If those words don’t disturb you, you aren’t paying attention.
A grand jury report released this week in the state of Pennsylvania offered details on more than 300 Roman Catholic priests who victimized over 1,000 children since the 1940s. These statistics do not include the undeterminable number of victims who did not come forward, or whose records of complaint were lost by a church accused of “systematically covering up complaints.” Most of these incidents occurred during years some people nostalgically look back upon as “great.”
The misconduct of Catholic priests is not a new topic. In the 16 years since the Boston Globe unveiled similar patterns of abuse and coverup in the Boston Diocese (a story featured in the excellent film Spotlight), pedophile priests have become a disturbing meme. Equally familiar is the sense that church leadership failed not only in the moment, but that the failure is ongoing as the institution lumbers forward under a cloud, with defensive acts of contrition serving as an ill-fitting replacement for much needed transparency.
More constructively, in 2002 the Catholic Bishops in the United States adopted a “Charter for the Protection of Children and Young People” which implemented needed reforms to safeguard those in their care and to correct some of the patterns of concealment. Absent transparency and contrition from every level of the church, these actions were seen by some as too little, much too late.

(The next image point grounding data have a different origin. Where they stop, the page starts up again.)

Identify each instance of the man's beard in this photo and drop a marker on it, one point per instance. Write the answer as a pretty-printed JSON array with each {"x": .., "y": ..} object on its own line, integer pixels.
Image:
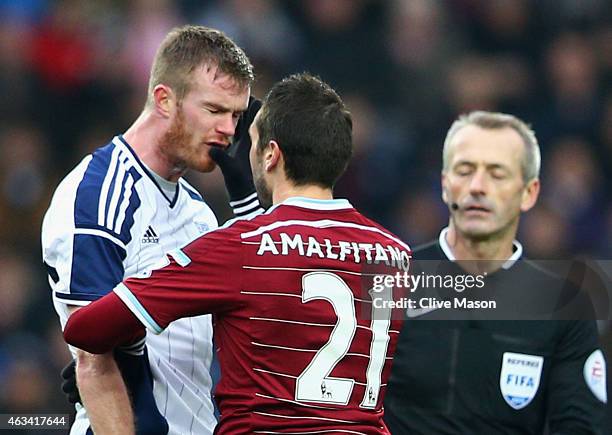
[
  {"x": 176, "y": 146},
  {"x": 171, "y": 144}
]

While the Catholic Church reluctantly absorbs the spotlight in this area, no church is truly off the hook. The many stories of ministerial misconduct that can be found in news reporting across the country speak to the need for all churches to remain vigilant, adopting practices to safeguard children and other vulnerable persons from abuse and exploitation of all sorts.
Many mainline denominations and some non-denominational churches adopted their own safe church practiceswith renewed vigor after Roman Catholicism’s first public shaming. In some cases, these church bodies were reacting to their own incidents of clergy (and staff) misconduct; in other instances, they were acting proactively to minimize the possibility of some harm being done. Sadly, to this day many churches believe themselves somehow immune to any potential problem, buying into faulty lines of thought like “but we know everyone here.”

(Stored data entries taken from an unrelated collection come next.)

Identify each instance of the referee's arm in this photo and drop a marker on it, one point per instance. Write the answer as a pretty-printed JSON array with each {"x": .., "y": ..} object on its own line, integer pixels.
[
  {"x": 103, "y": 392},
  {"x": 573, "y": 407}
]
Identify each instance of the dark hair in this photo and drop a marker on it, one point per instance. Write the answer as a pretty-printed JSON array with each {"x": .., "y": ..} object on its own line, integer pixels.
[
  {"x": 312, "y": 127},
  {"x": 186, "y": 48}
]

While it may be easy for church goers to believe that these new (old) problems in Pennsylvania bear little resemblance to the church they attend, the impact of these headlines is both cumulative and distributed; meaning each continues to erode the reputations of the Church (universal) and religious figures of all sorts, and that to many the sectarian divides we recognize matter little.
Movements like #MeToo remind us that such problems are not limited to vulnerable children, nor to the church. Wherever power imbalances exist, there is the possibility of harm especially in situations where thoughtful protocols and practices have not yet replaced the defaults of good ol’ boynetworking and personal influence. Those traditions that have blessed themselves with an openness to the gifts and callings of female clergy may find themselves doubly blessed in that while women can be sex offenders too, they are far less likely than men to offend and their presence can disrupt good ol’ boy networks.
Jesus said, “Let the little children come to me, and do not stop them; for it is to such as these that the kingdom of heaven belongs.” (Matthew 19:14)
The Church has received a difficult charge from Jesus, one made more complicated by our reluctance to break with old patterns and truly repent of past misdeeds. Regaining the necessary institutional trust to call the next generation of disciples forward will take a continued and concerted effort from Christians of all stripes.
So please be disturbed by this latest story of Catholicism’s colossal failure. Be angry too, for its impact first on the vulnerable and then upon us all. Just don’t be complacent.